Boys waving to Georgian soldiers riding in a truck on Saturday in the mountainous Kodori Gorge near Abkhazia. George Abdaladze
TBILISI, Georgia -- The Georgian government over the weekend pulled out some of its troops from a gorge on the edge of the breakaway province of Abkhazia following an operation to quell a rebel militia.

A Russian peacekeepers' chief said Georgia retained a sizable force in the area, however.

Georgian television stations broadcast the footage of troops leaving the Kodori Gorge, the only part of Abkhazia that remains under nominal Georgian control. Imedi television said 100 troops pulled out from the gorge Saturday.

Major-General Sergei Chaban, in charge of Russian peacekeepers in Abkhazia, said Georgia only pulled out about 8 percent of its forces from the gorge, Interfax reported.

Georgia's Interior Ministry said Friday that its forces had taken firm control of the gorge and were hunting down some 70 holdout militia members, and that 25 other militia members or supporters of militia leader Emzar Kvitsiani had been seized. Kvitsiani remained at large Sunday, and Interior Minister Vano Merabishvili said he had fled to Russia.

Georgian President Mikheil Saakashvili said unspecified foreign secret services had backed Kvitsiani in the hope of destabilizing Georgia.

"Those who staged this provocation hoped to set up an alternative government in Georgia," he said in televised remarks late Saturday.

He ordered Merabishvili to strengthen counterintelligence operations. "It would be good to hit these secret services in the nose here in Georgia," he said.

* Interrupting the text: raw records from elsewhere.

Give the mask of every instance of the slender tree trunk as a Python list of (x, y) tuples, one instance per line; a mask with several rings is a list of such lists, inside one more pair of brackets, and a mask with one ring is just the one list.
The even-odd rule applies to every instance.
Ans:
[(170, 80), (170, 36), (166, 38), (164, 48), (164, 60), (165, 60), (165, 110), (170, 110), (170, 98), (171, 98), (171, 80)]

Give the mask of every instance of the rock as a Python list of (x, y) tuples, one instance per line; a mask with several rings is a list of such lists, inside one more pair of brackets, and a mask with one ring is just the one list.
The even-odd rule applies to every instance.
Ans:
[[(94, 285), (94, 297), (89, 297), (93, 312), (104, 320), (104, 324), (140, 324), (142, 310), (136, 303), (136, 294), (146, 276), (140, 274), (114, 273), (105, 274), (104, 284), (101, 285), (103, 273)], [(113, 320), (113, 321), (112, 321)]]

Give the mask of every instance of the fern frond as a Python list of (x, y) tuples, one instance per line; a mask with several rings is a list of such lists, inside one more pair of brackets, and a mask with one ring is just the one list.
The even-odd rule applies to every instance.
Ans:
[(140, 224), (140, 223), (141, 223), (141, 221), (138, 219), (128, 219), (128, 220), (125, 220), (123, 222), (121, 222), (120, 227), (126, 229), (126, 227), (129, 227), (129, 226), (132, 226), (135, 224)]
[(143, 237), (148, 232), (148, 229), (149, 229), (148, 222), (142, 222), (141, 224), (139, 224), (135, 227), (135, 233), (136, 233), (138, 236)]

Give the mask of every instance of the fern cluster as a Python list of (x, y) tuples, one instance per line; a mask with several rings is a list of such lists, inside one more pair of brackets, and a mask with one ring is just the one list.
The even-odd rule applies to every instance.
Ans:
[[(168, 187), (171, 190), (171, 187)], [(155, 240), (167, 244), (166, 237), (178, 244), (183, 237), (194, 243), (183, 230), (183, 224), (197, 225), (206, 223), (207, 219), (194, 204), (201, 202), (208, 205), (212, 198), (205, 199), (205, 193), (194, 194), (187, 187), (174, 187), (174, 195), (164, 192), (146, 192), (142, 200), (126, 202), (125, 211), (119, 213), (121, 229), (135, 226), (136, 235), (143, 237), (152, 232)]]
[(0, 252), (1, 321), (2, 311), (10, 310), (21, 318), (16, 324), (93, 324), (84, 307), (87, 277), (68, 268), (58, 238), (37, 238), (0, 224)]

Merabishvili reported to Saakashvili that the situation in the gorge had stabilized after the operation and the government had begun ferrying food supplies to local residents. He said authorities had arrested 11 wanted criminals, confiscated large weapons arsenals and freed several slave laborers in the area.

On Sunday, the Tbilisi City Court upheld prosecutors' request to keep Irakli Batiashvili, the former security minister who now leads the opposition party Forward Georgia, in custody for two months. Batiashvili, who was arrested Saturday, rejected the official treason charges based on a telephone conversation with Kvitsiani.

"The charges against me are absurd and based on an illegally tapped phone conversation that was doctored," Batiashvili said in court.

The rest of Abkhazia has run its own affairs without international recognition after separatists drove out Georgian government troops in a war in the 1990s.

Saakashvili ordered a permanent headquarters for a "legitimate government of Abkhazia" to be set up in the Kodori Gorge, saying that construction work would start in a few days.

Separatist authorities in Abkhazia denounced the plan as a "provocation." They urged the United Nations to condemn the Georgian deployment to the gorge.